One of the real issues with resumes today is that they often only reflect a rather small portion of a person’s true skills and talents. With just 1-2 pages it’s clear that you can only say so much about yourself before you run out of room. The content of resumes today are more sterile than in years past when you might have included hobbies or family information to give the recruiter a chance to see beyond just the minimal details of your jobs, accomplishments, and education.
Your resume is one of a thousand that a recruiter might be sorting through to fill a job opportunity. And assuming that you’ve done your best with formatting, creative writing, use of keywords, and focusing on your successes and achievements, what can you do to give your resume the edge over the others? How do you make your resume stand out so the recruiter gets a more insightful view of you and your talent? What might inform or entice the recruiter to pick your resume over others?
One answer is to include information on your resume that expands your image beyond your job history and lets the recruiter see you as a leader, a facilitator, a thinker–and not just at the job place, but in life! These are your actions and responsibilities outside of the office (no, not hobbies, but you’re getting the idea) that help you to excel and to grow. These are the “hidden qualities” that might give your resume the little extra something that puts it not just in the prospective resume stack, but puts it on top of the resume stack.
Pursue that Next Degree
In today’s job market the employer can cherry-pick through hundreds of resumes. Many job postings are upping-the-ante by requesting advanced degrees even if the position doesn’t truly need one. If you don’t have an advanced degree (or any degree, for that matter), then sign up for a degree program with a local or on-line accredited university. This way you can put something like “Masters of Business Administration (MBA), Big University, Somecity, Mystate – 2013 (estimated)” in the education line. The software that scans for degrees will see the degree listed in your education section and will pass the resume along to the human…they can then assess if a “degree in progress” is enough to warrant an interview. But without that extra education entry on the resume, it may never make it to the human for consideration.
Provide a Link to Your Blog
Do you have a particular skill that would be of interest to a prospective employer? Does your resume not give you a chance to showcase your skills? If you could get recruiters or interviewers to read a few of your better technical papers on a specific topic, would it help? Well then, start blogging!
You can set up your own personal blog where you show your expertise by writing on your topic or you can contribute to other public blogs on the topic. Personally, I think posting your complete thoughts on your own blog site and providing links back to it when posting on others’ blogs is the best way to show off your talents. Yes, if you’d rather do this with a static web page, you could, but that limits showing off your “discussion” talents, which might interest the recruiter. Once you have about 20-25 unique, well written posts, put the link to your blog in your resume in the “Other activities or memberships” section (or even mention it in your cover letter). Oh, make sure this blog is strictly business…no personal discussions here!
Organizations and Activities (Social and Professional)
Over the last many years the resume has lost its personal touch (years ago we used to mention our favorite books, hobbies, travel, etc.) and it now shows strictly the “business you” with nothing much from your personal life.
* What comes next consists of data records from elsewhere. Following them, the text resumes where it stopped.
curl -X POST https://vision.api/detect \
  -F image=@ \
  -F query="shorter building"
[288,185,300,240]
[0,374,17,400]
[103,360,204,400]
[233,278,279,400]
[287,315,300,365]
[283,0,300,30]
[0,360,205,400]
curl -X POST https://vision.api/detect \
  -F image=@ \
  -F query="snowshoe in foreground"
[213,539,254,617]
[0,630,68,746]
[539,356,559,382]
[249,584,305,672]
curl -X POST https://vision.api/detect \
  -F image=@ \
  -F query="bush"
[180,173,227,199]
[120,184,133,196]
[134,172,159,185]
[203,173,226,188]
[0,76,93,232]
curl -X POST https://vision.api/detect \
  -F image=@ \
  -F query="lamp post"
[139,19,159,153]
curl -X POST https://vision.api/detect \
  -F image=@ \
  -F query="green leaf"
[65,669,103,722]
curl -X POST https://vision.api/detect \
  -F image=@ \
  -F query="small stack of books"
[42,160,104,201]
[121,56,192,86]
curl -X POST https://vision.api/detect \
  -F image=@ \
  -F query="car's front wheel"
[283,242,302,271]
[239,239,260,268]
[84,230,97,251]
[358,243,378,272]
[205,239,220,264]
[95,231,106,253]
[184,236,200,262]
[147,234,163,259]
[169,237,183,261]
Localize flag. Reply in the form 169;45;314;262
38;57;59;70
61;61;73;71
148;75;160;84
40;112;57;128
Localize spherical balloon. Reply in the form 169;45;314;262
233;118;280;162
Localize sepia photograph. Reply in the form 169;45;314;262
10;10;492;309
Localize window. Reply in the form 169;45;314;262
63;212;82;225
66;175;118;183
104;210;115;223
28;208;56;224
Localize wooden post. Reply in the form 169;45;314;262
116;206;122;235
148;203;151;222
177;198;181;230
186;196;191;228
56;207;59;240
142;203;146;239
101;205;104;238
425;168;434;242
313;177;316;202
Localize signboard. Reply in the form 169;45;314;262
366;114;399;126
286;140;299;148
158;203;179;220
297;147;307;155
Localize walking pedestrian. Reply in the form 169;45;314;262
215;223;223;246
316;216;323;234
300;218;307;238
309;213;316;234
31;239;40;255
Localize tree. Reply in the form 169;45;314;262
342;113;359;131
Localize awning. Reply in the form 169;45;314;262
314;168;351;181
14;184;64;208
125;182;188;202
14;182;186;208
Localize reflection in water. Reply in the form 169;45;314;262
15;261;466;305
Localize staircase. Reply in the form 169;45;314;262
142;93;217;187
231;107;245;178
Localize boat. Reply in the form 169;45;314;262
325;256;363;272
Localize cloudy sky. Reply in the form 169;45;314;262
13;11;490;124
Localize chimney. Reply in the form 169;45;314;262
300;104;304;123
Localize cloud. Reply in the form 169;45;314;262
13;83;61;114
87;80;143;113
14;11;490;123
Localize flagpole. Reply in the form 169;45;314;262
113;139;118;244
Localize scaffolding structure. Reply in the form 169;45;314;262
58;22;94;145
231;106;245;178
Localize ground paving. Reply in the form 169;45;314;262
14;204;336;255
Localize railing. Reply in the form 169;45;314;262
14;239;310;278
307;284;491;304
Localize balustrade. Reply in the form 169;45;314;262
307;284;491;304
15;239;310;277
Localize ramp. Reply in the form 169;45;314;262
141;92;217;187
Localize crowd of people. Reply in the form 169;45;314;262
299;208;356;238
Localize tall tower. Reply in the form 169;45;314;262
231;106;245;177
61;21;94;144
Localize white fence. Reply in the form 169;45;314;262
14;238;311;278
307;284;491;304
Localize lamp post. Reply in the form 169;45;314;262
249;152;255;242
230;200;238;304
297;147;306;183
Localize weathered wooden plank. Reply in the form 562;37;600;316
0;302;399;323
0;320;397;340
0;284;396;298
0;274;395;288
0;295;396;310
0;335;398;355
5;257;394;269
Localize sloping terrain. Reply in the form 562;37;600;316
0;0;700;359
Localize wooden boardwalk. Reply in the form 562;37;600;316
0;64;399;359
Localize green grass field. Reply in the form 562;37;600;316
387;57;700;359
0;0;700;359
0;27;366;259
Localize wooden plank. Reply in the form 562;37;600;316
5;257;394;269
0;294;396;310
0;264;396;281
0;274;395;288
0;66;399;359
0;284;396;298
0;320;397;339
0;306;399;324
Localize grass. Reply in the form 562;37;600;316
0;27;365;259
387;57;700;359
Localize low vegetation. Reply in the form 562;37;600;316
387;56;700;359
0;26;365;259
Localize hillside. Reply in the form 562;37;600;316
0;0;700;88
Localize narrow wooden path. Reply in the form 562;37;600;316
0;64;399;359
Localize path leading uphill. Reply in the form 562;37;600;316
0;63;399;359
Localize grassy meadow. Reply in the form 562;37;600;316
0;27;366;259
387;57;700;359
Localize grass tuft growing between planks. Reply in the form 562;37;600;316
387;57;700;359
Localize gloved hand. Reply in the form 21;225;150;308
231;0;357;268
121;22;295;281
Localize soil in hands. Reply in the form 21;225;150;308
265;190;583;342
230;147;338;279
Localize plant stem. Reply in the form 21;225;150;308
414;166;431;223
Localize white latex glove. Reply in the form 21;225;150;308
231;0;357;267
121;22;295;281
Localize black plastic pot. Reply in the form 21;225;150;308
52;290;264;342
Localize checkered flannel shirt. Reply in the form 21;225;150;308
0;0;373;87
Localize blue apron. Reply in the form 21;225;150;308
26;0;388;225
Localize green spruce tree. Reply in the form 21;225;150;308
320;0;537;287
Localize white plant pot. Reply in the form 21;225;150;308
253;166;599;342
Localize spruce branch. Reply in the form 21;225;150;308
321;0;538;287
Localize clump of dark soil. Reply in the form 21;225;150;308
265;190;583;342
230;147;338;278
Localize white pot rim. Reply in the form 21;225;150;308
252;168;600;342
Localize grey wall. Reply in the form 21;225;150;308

And while listing things such as political organizations, religious groups, or personal hobbies is still taboo, there is currently a push to have resumes show how you choose to professionally develop and personally enrich yourself.
If you volunteer with any organizations that have social, economical, self-development, or environmental benefits, such as ASPCA, Habitat for Humanity, Toastmasters, or Scouting, then list these activities. Even better, find a way to get into a leadership position (treasurer, events coordinator, etc.) in these groups — this is a definite plus with recruiters and hiring managers. Of course a professional organization is even better, so make sure you join, attend, and take on a responsibility with professional or industry groups so you can list 1 or 2 of them on your resume.
And for those of you that are unemployed, here’s the great thing about these activities. Unlike your accomplishments at the job which are mostly “past tense”, these are things you can actually start at any time (employed or not) and get them on your resume. For example, it was during my last job search that I started on my advanced degree and began attending Toastmasters…and these two points often came up during my interviews.
Bottom Line: It’s not just your past tasks, accomplishments, and successes that prospective employers want to read about, but also how you have become a more talented, well-rounded person — someone they want to interview and possibly add to their staff. Make sure your resume lists your continuing degree pursuit (or at least coursework), organizations that you have taken a leadership role with, and how you are sharing and honing your professional skills through publications or discussions (online or even in print) in your area of expertise.